Two other studies of adjuvant chemotherapy in high risk women have been published recently. One, the small Dutch high dose trial, did not define risk by the number of pathological nodes involved, and so comparisons with the current data set are difficult (Rodenhuis et al, 1998). The other, the interesting Swedish study of ‘tailored’ FEC against high dose chemotherapy, defined risk by the anticipated 5 year outcome with standard therapy (Bergh et al, 2000). This translated into including women without low-grade tumours, and either eight or more nodes when the tumour was ER positive or five or more nodes when it was ER negative. The outcome data for this study have been estimated from the published survival curves, and given that the patients in the Swedish study were at a slightly higher risk than the 4+ criterion for this study, the outcomes are again reasonably comparable.

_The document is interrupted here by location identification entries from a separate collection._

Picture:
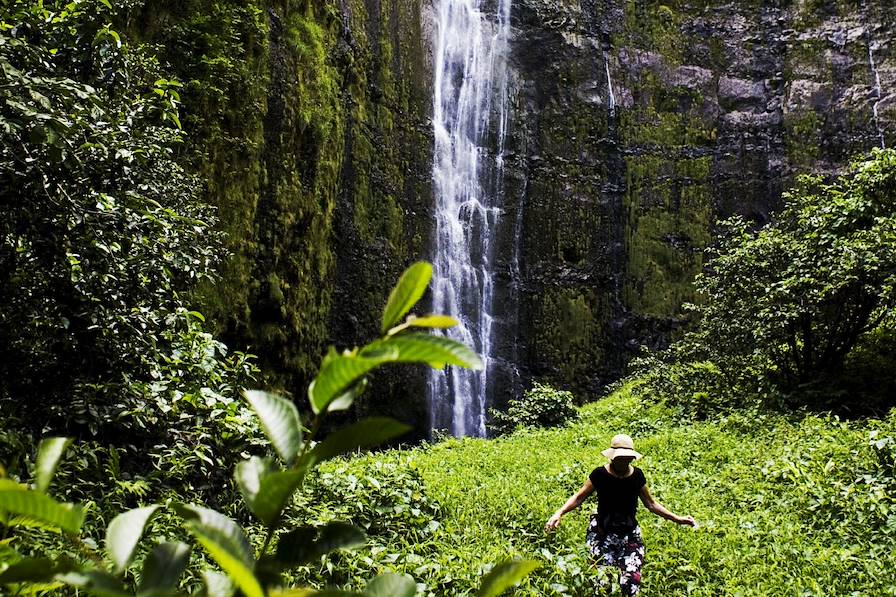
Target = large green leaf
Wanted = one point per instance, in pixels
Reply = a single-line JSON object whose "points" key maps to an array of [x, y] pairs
{"points": [[280, 421], [407, 292], [124, 533], [49, 453], [266, 491], [505, 575], [391, 585], [306, 544], [226, 543], [163, 566], [435, 351], [339, 373], [366, 433], [38, 507]]}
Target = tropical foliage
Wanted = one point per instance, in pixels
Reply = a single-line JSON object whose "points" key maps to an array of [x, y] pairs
{"points": [[793, 306], [539, 406], [267, 486]]}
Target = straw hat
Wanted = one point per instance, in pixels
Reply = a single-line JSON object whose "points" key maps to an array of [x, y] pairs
{"points": [[621, 445]]}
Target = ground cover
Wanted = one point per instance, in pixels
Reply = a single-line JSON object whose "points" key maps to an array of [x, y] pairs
{"points": [[788, 505]]}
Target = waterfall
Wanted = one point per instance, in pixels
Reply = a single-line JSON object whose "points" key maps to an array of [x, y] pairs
{"points": [[877, 95], [611, 99], [470, 123], [878, 92]]}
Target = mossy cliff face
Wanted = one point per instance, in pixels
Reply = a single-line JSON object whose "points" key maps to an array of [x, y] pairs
{"points": [[717, 106], [310, 121]]}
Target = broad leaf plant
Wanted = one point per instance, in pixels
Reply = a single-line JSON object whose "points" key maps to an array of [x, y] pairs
{"points": [[267, 486]]}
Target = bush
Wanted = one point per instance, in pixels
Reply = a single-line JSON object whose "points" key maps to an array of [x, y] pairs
{"points": [[796, 296], [540, 406], [795, 313], [267, 485]]}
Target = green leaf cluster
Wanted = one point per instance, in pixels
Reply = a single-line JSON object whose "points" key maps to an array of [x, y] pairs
{"points": [[539, 406], [267, 485]]}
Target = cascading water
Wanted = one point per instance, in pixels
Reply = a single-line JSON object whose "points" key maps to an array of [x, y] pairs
{"points": [[470, 121]]}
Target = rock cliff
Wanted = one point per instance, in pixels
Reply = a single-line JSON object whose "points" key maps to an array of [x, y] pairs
{"points": [[634, 124], [716, 106]]}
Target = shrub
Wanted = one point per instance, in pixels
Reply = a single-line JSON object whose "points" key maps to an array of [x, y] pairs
{"points": [[540, 406], [267, 485], [797, 295]]}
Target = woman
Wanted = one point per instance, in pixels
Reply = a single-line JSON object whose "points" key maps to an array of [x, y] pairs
{"points": [[614, 537]]}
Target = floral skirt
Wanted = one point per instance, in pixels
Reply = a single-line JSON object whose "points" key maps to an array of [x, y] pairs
{"points": [[625, 552]]}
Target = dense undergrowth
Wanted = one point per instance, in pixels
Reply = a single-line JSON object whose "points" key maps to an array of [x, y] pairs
{"points": [[787, 505]]}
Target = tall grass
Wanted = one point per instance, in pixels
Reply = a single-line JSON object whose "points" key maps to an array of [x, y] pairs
{"points": [[787, 505]]}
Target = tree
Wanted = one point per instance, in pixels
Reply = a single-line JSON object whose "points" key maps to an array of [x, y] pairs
{"points": [[102, 233]]}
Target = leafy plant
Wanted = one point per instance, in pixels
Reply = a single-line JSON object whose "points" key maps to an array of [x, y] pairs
{"points": [[103, 234], [800, 292], [267, 486], [796, 312], [540, 406]]}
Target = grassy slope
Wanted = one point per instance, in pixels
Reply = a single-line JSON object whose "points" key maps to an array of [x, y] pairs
{"points": [[780, 508]]}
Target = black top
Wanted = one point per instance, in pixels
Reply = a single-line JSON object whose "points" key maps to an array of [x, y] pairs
{"points": [[617, 499]]}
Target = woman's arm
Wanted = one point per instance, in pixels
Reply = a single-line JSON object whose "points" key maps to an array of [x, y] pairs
{"points": [[571, 504], [661, 511]]}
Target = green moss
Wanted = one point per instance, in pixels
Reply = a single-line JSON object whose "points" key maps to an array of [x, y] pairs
{"points": [[669, 215], [275, 94], [571, 324]]}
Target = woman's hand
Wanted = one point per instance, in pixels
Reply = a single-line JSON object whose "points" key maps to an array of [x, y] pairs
{"points": [[553, 523]]}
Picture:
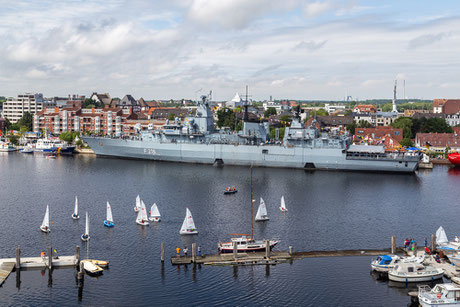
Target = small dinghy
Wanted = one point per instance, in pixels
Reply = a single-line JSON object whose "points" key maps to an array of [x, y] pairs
{"points": [[283, 205], [230, 190], [85, 237], [45, 227], [109, 219], [414, 272], [154, 214], [91, 269], [138, 204], [75, 215], [142, 218], [188, 226], [262, 214], [440, 295]]}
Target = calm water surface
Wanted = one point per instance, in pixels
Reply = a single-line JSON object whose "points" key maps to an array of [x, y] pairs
{"points": [[327, 210]]}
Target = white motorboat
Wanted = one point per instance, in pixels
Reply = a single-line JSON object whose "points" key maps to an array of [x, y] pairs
{"points": [[283, 205], [440, 295], [6, 147], [188, 226], [142, 218], [75, 215], [384, 263], [138, 204], [91, 268], [414, 272], [154, 214], [85, 237], [45, 227], [262, 214], [245, 244]]}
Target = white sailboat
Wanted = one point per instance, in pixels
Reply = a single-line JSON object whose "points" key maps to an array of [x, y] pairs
{"points": [[109, 219], [85, 236], [283, 205], [138, 204], [45, 227], [142, 218], [75, 215], [154, 214], [188, 226], [262, 214]]}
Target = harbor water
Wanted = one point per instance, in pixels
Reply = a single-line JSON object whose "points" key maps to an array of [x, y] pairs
{"points": [[327, 211]]}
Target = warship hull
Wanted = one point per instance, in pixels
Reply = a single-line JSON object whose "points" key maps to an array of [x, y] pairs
{"points": [[246, 155]]}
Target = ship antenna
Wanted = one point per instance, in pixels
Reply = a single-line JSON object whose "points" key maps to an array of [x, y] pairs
{"points": [[252, 209]]}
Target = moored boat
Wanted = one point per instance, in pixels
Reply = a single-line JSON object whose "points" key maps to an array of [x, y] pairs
{"points": [[414, 272], [440, 295]]}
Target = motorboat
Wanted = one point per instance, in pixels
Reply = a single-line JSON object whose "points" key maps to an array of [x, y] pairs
{"points": [[439, 295], [384, 263], [245, 244], [92, 269], [231, 190], [414, 272]]}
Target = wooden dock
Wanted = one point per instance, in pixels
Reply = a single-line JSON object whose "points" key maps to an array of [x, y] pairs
{"points": [[5, 269]]}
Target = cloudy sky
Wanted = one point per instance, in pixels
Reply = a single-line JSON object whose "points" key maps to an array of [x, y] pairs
{"points": [[297, 49]]}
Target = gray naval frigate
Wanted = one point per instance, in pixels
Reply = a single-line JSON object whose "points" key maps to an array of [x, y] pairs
{"points": [[196, 141]]}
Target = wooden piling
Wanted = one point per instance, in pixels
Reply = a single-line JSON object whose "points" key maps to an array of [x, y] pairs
{"points": [[18, 258], [433, 243], [50, 258], [77, 254], [194, 252]]}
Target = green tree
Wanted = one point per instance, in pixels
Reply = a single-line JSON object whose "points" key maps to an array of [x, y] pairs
{"points": [[352, 127], [270, 111], [404, 123]]}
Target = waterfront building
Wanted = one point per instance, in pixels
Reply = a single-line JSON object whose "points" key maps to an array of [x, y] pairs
{"points": [[438, 141], [364, 108], [14, 108]]}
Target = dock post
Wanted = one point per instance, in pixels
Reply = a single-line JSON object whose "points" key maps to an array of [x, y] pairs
{"points": [[77, 255], [50, 258], [194, 252], [267, 249], [433, 243], [18, 258]]}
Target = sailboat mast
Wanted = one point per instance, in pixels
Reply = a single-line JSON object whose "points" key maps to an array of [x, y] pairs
{"points": [[252, 209]]}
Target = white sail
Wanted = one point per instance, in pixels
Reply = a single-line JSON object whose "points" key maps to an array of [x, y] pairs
{"points": [[441, 237], [75, 211], [154, 212], [46, 219], [283, 204], [87, 224], [109, 213], [262, 211], [188, 226]]}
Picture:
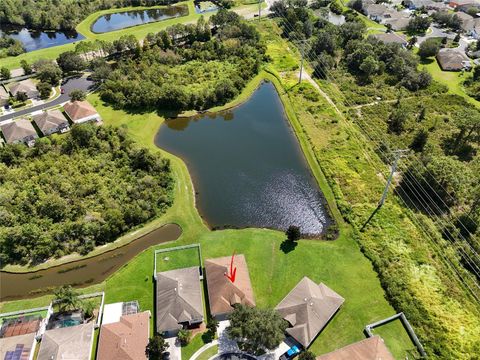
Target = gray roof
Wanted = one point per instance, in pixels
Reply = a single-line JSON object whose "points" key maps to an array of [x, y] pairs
{"points": [[451, 59], [23, 86], [308, 307], [391, 37], [179, 298], [72, 342], [18, 130], [50, 119]]}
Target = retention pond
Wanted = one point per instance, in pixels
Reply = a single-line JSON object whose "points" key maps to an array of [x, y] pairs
{"points": [[83, 272], [247, 166]]}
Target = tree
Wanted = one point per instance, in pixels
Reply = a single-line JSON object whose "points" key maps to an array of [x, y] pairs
{"points": [[5, 73], [156, 347], [69, 62], [44, 89], [293, 233], [306, 355], [21, 96], [66, 298], [27, 68], [77, 95], [428, 48], [256, 330], [184, 336]]}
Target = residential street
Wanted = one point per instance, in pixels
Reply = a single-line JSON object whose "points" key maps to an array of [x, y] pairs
{"points": [[74, 83]]}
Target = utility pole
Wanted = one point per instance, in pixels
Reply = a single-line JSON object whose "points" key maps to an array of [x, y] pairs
{"points": [[302, 51], [398, 154]]}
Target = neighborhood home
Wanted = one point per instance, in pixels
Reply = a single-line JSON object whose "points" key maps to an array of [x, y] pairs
{"points": [[4, 96], [81, 111], [369, 349], [179, 300], [51, 121], [71, 342], [21, 347], [452, 60], [25, 86], [223, 293], [19, 131], [308, 308], [391, 38], [125, 339]]}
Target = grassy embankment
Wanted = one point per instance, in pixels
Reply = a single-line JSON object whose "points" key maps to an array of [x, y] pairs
{"points": [[339, 264]]}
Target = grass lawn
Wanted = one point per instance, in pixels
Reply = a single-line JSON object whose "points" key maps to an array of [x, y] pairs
{"points": [[452, 79]]}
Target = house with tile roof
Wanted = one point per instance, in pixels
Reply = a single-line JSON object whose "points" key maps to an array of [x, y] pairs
{"points": [[308, 308]]}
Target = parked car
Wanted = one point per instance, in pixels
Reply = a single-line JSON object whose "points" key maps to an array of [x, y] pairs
{"points": [[291, 353]]}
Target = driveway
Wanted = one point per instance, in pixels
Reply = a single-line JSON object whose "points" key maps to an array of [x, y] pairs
{"points": [[74, 83]]}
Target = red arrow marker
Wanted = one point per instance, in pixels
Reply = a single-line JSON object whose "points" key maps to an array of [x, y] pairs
{"points": [[233, 270]]}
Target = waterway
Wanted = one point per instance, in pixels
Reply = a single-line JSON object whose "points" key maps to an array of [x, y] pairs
{"points": [[247, 166], [122, 20], [84, 272], [35, 40]]}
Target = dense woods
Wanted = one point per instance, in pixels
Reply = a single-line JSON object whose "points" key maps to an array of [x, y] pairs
{"points": [[60, 14], [68, 194], [186, 67]]}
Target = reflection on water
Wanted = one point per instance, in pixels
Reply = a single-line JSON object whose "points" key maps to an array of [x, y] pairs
{"points": [[83, 272], [121, 20], [247, 166], [35, 40]]}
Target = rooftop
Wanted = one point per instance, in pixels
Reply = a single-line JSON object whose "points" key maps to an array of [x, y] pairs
{"points": [[308, 307], [223, 293], [179, 298]]}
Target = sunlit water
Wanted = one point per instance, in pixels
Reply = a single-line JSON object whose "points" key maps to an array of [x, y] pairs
{"points": [[247, 167]]}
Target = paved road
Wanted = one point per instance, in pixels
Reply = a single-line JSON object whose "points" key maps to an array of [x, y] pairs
{"points": [[74, 83]]}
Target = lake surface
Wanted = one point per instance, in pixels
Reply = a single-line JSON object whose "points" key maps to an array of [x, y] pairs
{"points": [[121, 20], [84, 272], [34, 40], [247, 166]]}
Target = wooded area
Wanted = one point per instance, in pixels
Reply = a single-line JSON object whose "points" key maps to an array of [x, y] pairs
{"points": [[69, 194]]}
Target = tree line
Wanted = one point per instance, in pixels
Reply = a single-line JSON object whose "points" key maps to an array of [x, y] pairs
{"points": [[71, 193], [60, 14]]}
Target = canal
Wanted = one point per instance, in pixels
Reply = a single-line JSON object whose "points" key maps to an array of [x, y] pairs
{"points": [[247, 167]]}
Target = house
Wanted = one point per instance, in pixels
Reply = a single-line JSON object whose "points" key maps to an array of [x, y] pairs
{"points": [[72, 342], [4, 96], [81, 111], [179, 300], [223, 293], [377, 12], [452, 60], [19, 131], [372, 348], [21, 347], [51, 121], [308, 308], [391, 38], [25, 86], [125, 339]]}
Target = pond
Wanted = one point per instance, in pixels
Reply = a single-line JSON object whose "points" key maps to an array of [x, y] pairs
{"points": [[34, 40], [122, 20], [247, 167], [84, 272]]}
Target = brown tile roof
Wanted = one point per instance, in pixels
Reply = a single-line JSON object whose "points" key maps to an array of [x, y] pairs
{"points": [[179, 298], [74, 342], [308, 307], [79, 109], [369, 349], [126, 339], [222, 293], [18, 130], [21, 328], [50, 119]]}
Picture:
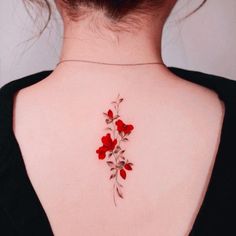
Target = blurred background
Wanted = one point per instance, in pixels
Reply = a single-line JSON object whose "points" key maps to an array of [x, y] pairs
{"points": [[205, 41]]}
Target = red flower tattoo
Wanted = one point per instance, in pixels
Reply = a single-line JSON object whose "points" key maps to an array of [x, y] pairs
{"points": [[111, 147]]}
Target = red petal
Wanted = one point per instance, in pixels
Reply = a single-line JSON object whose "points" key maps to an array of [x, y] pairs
{"points": [[102, 155], [106, 139], [123, 173], [127, 167], [119, 122]]}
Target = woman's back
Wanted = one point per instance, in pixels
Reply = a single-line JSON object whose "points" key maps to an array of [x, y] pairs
{"points": [[59, 122]]}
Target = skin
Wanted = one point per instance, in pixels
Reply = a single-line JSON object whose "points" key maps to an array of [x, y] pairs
{"points": [[58, 123]]}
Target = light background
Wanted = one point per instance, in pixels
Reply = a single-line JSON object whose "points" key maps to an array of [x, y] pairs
{"points": [[204, 41]]}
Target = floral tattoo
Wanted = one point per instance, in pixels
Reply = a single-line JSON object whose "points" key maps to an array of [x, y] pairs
{"points": [[112, 147]]}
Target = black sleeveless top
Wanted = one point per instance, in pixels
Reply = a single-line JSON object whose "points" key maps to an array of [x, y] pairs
{"points": [[21, 212]]}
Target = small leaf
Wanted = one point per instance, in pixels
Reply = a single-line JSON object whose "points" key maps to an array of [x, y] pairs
{"points": [[108, 128], [127, 167], [112, 176], [108, 121], [119, 193], [121, 163], [110, 164], [117, 116], [123, 173]]}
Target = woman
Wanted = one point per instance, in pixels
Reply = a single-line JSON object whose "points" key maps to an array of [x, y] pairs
{"points": [[112, 141]]}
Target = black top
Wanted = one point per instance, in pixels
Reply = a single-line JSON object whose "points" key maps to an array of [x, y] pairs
{"points": [[21, 212]]}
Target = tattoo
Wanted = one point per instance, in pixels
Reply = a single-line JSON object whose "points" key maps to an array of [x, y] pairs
{"points": [[112, 147]]}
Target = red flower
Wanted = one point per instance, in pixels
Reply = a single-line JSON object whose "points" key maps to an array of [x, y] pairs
{"points": [[101, 152], [121, 126], [128, 166], [108, 145]]}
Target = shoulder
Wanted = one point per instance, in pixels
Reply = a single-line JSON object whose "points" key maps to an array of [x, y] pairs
{"points": [[224, 87], [7, 93]]}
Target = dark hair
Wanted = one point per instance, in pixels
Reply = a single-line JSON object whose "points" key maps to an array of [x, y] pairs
{"points": [[113, 9]]}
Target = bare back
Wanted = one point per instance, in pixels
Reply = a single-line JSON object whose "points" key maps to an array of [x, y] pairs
{"points": [[173, 147]]}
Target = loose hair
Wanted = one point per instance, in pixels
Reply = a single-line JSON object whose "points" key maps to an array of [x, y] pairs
{"points": [[115, 10]]}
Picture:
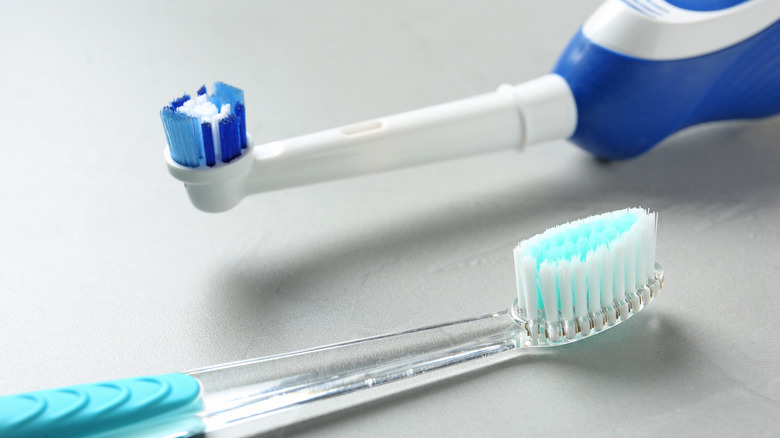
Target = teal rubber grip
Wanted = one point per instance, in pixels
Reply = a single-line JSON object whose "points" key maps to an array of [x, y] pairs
{"points": [[96, 409]]}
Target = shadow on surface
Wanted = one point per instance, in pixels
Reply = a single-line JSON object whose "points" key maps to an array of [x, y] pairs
{"points": [[720, 163]]}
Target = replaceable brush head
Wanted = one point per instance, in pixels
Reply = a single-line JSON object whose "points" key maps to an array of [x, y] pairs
{"points": [[577, 279], [206, 130]]}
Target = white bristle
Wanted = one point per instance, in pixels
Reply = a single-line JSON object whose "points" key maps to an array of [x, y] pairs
{"points": [[564, 273], [586, 266], [618, 251], [641, 255], [549, 291], [594, 282], [519, 278], [580, 288], [630, 261], [528, 276], [606, 260]]}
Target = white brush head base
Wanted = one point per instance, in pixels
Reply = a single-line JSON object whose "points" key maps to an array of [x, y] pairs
{"points": [[508, 118]]}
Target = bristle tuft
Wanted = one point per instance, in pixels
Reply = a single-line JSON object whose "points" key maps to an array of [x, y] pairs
{"points": [[586, 270], [204, 130]]}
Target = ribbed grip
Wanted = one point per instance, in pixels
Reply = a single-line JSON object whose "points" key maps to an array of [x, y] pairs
{"points": [[96, 408]]}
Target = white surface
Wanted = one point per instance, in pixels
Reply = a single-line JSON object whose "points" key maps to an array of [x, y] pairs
{"points": [[538, 110], [108, 271], [654, 29]]}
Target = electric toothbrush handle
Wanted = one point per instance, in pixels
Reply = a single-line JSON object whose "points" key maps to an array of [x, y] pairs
{"points": [[511, 117]]}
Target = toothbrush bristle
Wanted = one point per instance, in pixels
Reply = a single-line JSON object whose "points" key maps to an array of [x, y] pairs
{"points": [[206, 129], [208, 143], [585, 271], [229, 138], [180, 101]]}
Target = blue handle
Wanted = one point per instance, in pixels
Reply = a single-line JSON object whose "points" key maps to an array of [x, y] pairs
{"points": [[627, 105], [100, 408]]}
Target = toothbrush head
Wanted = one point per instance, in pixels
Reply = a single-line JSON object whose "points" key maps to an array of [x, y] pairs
{"points": [[207, 130], [582, 277], [208, 145]]}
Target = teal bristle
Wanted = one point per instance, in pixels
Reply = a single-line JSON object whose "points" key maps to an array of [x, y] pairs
{"points": [[601, 248]]}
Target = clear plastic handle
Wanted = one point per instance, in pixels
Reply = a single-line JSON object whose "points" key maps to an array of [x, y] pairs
{"points": [[306, 384]]}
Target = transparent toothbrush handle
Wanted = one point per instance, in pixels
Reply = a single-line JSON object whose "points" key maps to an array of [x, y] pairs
{"points": [[290, 388]]}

We conclude that appropriately sequenced anthracycline based polychemotherapy is a standard of care for high risk breast cancer that, from indirect comparisons, has not been improved upon by the addition of taxanes or by escalation of dose. It remains to be seen whether the sequenced anthracycline regimen can be bettered with a different taxane, such as docetaxol, or by ‘tailoring’ the regimen to either the patients' tolerability or an approach using markers of drug sensitivity which have been derived from an individual's tumour biology.